Holy Cross quarterback Colin Walker completed three-straight passes to move his team from its own 35-yard line to the Sydenham 30, but time expired before the Crusaders had a chance to run another play.

Holy Cross coach Tim Pendergast characterized the contest as a “defensive-type game.”

“We’d have these moments,” he said. “Our offence too often would have an eight-yard first-down play, and then we’d go offside and throw an incomplete pass; or we’d have second and three and try to throw the ball and miss the receiver … or someone would miss a block, and then all of a sudden we’re punting. There were no sustained drives.

“(Sydenham) didn’t come close to scoring in the first half, and neither offence had more than one or two first downs at a time.”

In a game where the wind dictated much of what transpired, when they had it in the third quarter, the Crusaders got into scoring position twice but came away with just the field goal. Then, as the period ended, Holy Cross took a major penalty and, instead of punting with the wind from near their own 45-yard line, found itself punting into the wind from near its own 20. “All of a sudden,” Pendergast said, “our field position is done” and the Crusaders never got it back.

It was difficult to imagine that a game played in good weather on a dry artificial surface would be so low scoring.

“Our run game was stalled and we weren’t getting a lot of push,” Love said. “I don’t know whether the (offensive) line got together and had a chat and said, ‘Fellas, let’s get at it,’ but by the fourth quarter we were driving the pile.
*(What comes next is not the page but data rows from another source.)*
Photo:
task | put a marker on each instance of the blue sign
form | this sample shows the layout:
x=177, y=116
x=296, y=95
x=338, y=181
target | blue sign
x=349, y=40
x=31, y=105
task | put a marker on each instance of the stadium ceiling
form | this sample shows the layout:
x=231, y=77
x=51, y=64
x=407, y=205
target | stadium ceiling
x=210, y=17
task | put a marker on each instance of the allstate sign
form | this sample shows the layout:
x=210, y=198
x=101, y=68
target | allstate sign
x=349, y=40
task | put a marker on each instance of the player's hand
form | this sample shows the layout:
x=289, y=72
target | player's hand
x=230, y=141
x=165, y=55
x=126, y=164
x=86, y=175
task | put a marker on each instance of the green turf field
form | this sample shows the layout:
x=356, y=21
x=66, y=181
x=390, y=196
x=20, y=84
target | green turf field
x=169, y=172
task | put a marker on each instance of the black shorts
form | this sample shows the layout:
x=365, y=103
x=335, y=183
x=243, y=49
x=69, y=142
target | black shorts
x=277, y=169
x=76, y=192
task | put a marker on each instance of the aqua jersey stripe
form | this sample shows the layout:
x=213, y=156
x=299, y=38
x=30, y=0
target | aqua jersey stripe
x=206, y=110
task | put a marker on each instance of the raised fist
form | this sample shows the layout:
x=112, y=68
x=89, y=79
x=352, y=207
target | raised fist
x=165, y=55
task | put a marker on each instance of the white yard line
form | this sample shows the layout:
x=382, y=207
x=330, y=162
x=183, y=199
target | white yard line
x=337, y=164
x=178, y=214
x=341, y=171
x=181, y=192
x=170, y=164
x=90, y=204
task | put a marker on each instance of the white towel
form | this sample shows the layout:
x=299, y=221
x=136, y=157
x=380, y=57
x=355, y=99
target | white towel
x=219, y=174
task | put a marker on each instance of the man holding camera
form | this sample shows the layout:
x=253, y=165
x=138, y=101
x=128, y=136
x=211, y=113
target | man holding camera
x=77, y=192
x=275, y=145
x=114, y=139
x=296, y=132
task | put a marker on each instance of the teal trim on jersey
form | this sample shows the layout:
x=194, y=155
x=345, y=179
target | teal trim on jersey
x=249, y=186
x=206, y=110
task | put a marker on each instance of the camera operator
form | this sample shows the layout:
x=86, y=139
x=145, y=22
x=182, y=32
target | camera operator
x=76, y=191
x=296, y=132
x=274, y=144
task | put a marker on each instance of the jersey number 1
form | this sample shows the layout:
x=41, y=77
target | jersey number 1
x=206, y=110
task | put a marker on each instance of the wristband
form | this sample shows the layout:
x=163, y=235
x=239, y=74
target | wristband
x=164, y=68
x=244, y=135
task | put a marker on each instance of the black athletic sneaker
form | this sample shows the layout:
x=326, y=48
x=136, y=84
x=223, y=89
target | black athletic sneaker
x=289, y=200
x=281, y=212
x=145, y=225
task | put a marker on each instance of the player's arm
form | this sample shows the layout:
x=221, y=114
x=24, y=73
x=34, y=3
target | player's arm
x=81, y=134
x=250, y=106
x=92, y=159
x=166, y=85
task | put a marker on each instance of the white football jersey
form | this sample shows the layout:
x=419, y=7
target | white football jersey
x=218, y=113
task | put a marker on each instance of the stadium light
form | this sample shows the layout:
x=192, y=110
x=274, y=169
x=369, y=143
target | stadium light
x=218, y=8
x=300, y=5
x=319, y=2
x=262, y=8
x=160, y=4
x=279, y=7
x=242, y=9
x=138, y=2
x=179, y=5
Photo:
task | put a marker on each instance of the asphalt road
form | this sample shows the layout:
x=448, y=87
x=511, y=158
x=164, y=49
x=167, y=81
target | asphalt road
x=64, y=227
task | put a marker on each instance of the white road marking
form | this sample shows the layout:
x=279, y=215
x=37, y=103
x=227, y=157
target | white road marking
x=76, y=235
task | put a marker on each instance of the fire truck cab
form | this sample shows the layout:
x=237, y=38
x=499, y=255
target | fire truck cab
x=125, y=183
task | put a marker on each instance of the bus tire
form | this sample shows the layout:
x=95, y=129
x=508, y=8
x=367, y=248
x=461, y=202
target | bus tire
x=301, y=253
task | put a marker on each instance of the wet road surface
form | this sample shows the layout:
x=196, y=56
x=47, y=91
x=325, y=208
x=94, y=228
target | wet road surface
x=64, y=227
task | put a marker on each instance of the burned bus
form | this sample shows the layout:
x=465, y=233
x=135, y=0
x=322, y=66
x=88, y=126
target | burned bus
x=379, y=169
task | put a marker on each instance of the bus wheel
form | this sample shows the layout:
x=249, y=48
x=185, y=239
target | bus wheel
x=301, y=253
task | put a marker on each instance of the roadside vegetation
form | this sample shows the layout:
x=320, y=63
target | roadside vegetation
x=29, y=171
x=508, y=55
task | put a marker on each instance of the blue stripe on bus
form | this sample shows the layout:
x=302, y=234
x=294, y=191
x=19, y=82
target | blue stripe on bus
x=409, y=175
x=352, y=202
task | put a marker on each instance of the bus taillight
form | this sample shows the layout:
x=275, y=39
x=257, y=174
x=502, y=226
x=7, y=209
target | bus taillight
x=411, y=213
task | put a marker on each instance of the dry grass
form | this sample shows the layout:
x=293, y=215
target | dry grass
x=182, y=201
A couple of those runs, after first contact there was 10, 15 more yards just from the push from the running back and the line.

“They were getting fired up about a chance to win and they finished the game really strong.”

It was a point the Sydenham coaches made during the intermission.

“We were close last week against La Salle at the half. It was 5-0, and we kind of wilted in the second half and they took it to us a bit,” Love said. “We just said, ‘Listen, let’s see if we can finish this one off and reward yourselves for the start you had,’ and they did.

“They were great.”

The Sydenham surge was palpable, Pendergast said.

“You could see as the game went on, their confidence started to grow and they were harder to bring down,” he said. “We don’t have the depth. You get a couple of guys injured and now you’ve got young linebackers and they’re running the ball down your throat.

“Our learning curve in certain places is not growing fast enough. We never made our plays and they worked hard. They’re better than an 0-3 team, and we’re not far off an 0-3 team.”

Sydenham improved to 1-3, while Holy Cross, whose only win has come against winless Bayridge, is 1-3.

“It was a great win,” Love said. “We knew that if we played well we could be competitive but we know (Holy Cross) is always a good, solid squad, so (the players) are pretty pumped about the victory today.”

In games Friday, the league-leading La Salle Black Knights, 3-0, visit the Blazers at Bayridge at 3 o’clock, while the Ernestown Eagles will host the Frontenac Falcons, both 2-1, in a 3:45 match in Odessa.